1. Ports
  2. Port 2620

What Port 2620 Is

Port 2620 sits in the registered ports range (1024–49151). These are ports that someone has formally claimed with IANA — the Internet Assigned Numbers Authority — by submitting a name, a contact, and an intended use.

Port 2620 was claimed. The service name is LPSRecommender, registered by Pritham Shetty on behalf of Andromedia, a web analytics and personalization company from the late 1990s.1

Andromedia no longer exists. Macromedia acquired it in 2000. Adobe acquired Macromedia in 2005. The service that LPSRecommender was built for — likely a recommendation engine component in Andromedia's web analytics platform — has been gone for over two decades.

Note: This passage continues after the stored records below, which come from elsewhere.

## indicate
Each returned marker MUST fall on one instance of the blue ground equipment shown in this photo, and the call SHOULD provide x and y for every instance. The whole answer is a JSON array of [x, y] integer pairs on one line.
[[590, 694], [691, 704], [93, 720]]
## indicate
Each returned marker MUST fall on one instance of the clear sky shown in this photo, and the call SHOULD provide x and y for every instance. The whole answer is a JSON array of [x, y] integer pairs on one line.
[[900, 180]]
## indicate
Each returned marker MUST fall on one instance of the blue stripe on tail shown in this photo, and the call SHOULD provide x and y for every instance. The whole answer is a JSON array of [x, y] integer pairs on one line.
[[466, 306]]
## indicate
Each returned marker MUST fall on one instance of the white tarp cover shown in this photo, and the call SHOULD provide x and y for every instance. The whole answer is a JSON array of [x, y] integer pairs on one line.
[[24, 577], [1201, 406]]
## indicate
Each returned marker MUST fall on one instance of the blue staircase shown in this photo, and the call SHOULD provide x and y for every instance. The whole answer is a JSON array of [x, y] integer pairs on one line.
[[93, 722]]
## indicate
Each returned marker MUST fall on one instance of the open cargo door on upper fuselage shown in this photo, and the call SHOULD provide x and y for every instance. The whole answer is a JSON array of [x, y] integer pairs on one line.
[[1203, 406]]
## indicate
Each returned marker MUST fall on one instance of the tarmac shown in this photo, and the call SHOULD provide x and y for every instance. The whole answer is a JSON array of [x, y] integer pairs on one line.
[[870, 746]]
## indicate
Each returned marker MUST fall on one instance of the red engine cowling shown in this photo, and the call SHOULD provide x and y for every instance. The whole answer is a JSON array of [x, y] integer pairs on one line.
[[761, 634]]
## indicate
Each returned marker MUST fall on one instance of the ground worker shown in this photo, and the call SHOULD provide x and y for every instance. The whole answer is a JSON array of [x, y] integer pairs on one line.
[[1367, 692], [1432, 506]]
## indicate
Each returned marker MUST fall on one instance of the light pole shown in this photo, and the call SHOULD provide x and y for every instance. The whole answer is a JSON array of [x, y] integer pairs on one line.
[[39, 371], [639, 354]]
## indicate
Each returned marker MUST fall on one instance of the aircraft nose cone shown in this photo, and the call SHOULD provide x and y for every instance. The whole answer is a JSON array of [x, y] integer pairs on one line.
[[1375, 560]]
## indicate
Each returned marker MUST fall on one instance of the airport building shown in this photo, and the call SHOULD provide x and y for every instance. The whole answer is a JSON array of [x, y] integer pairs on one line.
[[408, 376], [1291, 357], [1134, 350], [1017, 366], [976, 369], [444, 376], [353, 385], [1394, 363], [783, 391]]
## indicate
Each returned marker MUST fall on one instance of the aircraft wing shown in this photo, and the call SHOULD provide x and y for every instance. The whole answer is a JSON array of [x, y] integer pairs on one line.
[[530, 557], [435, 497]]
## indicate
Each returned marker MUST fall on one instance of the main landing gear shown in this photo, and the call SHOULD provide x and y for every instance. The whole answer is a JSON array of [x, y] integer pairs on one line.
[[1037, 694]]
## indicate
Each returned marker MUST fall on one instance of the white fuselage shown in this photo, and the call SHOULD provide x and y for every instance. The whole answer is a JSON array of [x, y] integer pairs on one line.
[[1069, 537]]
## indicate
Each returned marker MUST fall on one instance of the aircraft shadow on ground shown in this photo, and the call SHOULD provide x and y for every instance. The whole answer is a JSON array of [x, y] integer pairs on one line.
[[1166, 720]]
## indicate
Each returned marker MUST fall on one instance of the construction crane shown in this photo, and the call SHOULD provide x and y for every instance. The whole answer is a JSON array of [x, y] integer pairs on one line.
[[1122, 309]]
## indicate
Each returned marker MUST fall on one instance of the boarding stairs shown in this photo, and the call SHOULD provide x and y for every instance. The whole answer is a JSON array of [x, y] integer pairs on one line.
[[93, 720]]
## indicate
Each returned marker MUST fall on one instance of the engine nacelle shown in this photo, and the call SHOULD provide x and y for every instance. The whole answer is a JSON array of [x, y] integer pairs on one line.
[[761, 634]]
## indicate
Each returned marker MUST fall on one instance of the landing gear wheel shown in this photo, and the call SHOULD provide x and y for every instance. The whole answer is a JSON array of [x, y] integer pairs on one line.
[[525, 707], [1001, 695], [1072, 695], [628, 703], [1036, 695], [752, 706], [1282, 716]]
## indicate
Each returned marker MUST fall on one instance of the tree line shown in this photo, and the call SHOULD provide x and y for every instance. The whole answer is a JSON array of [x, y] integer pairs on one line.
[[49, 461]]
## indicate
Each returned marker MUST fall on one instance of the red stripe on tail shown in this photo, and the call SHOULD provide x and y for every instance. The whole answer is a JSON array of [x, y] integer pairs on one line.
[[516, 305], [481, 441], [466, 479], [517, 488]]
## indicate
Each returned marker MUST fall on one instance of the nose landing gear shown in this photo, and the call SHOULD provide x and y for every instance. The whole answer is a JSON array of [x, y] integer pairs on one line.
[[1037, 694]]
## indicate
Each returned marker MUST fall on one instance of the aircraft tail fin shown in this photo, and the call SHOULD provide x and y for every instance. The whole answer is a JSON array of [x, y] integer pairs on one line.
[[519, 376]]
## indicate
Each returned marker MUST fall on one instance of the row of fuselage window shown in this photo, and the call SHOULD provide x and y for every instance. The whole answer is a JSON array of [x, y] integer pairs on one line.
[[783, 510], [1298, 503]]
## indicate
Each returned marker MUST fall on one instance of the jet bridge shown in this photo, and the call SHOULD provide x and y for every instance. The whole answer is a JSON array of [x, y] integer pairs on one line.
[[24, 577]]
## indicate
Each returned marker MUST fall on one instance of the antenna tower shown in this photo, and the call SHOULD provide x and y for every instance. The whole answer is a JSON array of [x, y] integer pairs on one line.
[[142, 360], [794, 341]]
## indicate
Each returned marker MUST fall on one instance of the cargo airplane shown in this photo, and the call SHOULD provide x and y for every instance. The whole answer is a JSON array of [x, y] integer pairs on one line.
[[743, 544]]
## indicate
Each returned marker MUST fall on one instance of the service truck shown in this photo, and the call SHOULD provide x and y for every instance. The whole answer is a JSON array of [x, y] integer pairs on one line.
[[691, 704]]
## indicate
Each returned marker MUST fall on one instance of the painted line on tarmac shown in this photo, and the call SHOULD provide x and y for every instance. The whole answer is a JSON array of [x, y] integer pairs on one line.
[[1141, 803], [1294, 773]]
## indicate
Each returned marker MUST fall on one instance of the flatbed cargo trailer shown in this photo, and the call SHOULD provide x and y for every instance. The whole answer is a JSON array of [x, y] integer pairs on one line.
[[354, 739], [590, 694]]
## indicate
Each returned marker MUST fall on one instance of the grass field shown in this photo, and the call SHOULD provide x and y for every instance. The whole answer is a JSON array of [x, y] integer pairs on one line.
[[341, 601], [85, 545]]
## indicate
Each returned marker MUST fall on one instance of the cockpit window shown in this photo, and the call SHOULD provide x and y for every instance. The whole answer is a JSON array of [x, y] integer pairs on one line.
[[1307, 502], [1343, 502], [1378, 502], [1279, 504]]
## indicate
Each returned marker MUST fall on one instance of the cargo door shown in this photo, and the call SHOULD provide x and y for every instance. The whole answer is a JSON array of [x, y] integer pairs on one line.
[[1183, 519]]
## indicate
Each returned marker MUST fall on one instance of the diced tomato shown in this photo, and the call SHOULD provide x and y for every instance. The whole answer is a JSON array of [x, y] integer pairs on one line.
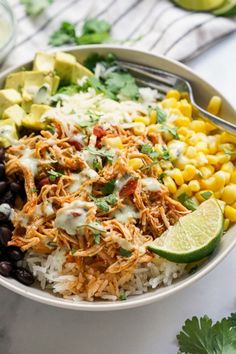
[[129, 188], [99, 132], [78, 146]]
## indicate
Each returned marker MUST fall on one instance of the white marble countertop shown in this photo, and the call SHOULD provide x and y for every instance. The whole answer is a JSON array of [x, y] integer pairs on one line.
[[28, 327]]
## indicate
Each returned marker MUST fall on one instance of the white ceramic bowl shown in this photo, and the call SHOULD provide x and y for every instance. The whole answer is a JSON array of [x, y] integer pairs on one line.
[[203, 91]]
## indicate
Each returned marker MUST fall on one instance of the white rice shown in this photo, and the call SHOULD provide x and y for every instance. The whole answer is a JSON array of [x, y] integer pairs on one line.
[[48, 271]]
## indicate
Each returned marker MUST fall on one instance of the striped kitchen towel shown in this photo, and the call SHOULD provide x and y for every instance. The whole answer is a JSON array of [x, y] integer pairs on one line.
[[153, 25]]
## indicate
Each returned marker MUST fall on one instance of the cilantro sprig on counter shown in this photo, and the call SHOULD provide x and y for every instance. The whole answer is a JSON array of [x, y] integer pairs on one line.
[[35, 7], [201, 336], [94, 31]]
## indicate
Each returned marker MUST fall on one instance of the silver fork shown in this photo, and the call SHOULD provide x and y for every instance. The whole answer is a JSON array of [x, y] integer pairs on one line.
[[163, 81]]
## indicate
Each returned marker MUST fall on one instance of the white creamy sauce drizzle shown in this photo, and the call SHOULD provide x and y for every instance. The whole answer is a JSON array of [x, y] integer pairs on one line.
[[151, 184], [126, 213], [72, 216]]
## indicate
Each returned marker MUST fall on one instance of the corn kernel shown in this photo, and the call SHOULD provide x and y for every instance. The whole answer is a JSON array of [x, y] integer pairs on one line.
[[169, 103], [198, 126], [177, 176], [114, 142], [144, 120], [228, 167], [214, 105], [228, 138], [207, 171], [170, 184], [201, 195], [139, 129], [194, 185], [229, 194], [135, 163], [153, 117], [230, 213], [226, 224], [185, 108], [233, 177], [189, 172], [222, 157], [173, 94], [182, 121], [202, 146], [183, 189]]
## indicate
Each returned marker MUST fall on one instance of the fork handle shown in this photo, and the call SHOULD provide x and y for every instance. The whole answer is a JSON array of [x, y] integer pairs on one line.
[[223, 124]]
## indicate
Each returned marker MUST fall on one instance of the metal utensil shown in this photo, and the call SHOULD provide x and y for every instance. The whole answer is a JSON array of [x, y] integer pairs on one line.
[[164, 81]]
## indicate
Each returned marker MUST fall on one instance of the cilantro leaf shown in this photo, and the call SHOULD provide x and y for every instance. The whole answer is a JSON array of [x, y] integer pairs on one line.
[[161, 115], [125, 253], [109, 187], [206, 195], [66, 34], [35, 7], [95, 25], [187, 201], [196, 336], [103, 152]]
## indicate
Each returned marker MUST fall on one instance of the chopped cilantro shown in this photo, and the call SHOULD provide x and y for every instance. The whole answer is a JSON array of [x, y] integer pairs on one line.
[[94, 31], [200, 336], [35, 7], [123, 296], [69, 90], [187, 201], [102, 153], [53, 175], [124, 253], [161, 115], [66, 34], [108, 187], [206, 195]]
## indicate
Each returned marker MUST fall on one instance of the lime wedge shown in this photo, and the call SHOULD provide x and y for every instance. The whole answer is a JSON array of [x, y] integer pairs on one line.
[[193, 237], [227, 9], [199, 5]]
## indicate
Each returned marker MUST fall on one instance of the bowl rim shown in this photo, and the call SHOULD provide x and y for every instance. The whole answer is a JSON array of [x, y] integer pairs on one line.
[[137, 300], [9, 10]]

The port registration remains.

What That Means in Practice

Nothing runs on port 2620. No server is listening. No client is connecting.

IANA's registry is not like a domain name — you can't easily reclaim an abandoned port. The entry persists because registries are built for permanence, not cleanup. Port 2620 is a fossil: a record of an intent that outlived the company that filed it.2

This is common across the registered range. Hundreds of ports were claimed during the dot-com era by startups that were acquired or shut down before their software shipped widely. The registry reflects the ambitions of 1999 as much as the reality of today.

Scanning Activity

The SANS Internet Storm Center logs occasional scanning activity against port 2620.3 This is background noise — automated scanners probe every port, not because they expect LPSRecommender, but because finding anything open on an unmonitored port is interesting to an attacker. An open port on an unexpected number suggests a forgotten service, a debug backdoor, or a misconfiguration.

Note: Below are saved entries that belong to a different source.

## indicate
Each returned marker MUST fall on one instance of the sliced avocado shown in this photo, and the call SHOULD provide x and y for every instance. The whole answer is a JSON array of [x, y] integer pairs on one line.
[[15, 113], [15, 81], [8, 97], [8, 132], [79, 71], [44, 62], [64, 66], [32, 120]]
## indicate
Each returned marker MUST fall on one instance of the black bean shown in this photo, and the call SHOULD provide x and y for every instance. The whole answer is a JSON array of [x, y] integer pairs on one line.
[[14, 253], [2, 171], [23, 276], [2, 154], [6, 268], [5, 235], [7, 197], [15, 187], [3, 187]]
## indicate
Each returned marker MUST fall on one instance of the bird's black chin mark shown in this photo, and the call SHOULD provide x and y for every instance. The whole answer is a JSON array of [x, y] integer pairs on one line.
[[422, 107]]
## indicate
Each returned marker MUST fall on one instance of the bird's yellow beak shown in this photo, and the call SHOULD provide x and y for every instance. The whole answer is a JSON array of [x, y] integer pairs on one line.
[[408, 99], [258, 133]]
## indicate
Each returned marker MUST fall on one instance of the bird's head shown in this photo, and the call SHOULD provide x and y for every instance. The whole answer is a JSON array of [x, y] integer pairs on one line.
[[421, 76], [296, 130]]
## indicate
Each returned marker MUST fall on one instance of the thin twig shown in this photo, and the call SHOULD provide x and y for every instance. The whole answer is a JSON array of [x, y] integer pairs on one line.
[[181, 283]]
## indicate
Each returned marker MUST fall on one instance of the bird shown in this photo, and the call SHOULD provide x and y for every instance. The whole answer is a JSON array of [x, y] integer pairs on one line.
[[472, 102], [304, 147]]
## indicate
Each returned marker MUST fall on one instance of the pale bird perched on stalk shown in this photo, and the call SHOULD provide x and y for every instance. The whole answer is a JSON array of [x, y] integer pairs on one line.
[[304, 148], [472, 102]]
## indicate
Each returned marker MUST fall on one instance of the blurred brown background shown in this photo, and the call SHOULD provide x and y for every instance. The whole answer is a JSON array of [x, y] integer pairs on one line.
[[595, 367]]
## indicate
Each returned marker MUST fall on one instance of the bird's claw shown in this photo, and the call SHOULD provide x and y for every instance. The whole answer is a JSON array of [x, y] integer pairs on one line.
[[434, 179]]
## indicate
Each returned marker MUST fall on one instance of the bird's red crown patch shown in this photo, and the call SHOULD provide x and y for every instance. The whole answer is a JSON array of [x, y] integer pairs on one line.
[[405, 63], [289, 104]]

The scans aren't targeted. They're the Internet equivalent of trying every door handle in a building.

Checking What's on Port 2620

If you see traffic on port 2620 on your own systems, something custom is using it — or something suspicious is.

# Who is listening on port 2620?
ss -tlnp | grep 2620
lsof -i :2620

# What process owns it?
sudo lsof -i TCP:2620
sudo netstat -tlnp | grep 2620

No result means nothing is listening, which is the expected outcome on any modern system.

Why Unassigned (and Abandoned) Ports Matter

The registered range exists so that software can claim a port and publish it — other developers know not to use that number, and users know what to expect. When port 443 is open, you know it's HTTPS. When port 22 is open, you know it's SSH.

But when registrations outlive their products, the system breaks down quietly. Port 2620 is registered, so it's technically not "unassigned" — but it's functionally unclaimed. No software uses it by convention. No firewall rule protects it. It just sits there, waiting for someone to notice.

The gap between "registered" and "actively used" is where most port confusion lives.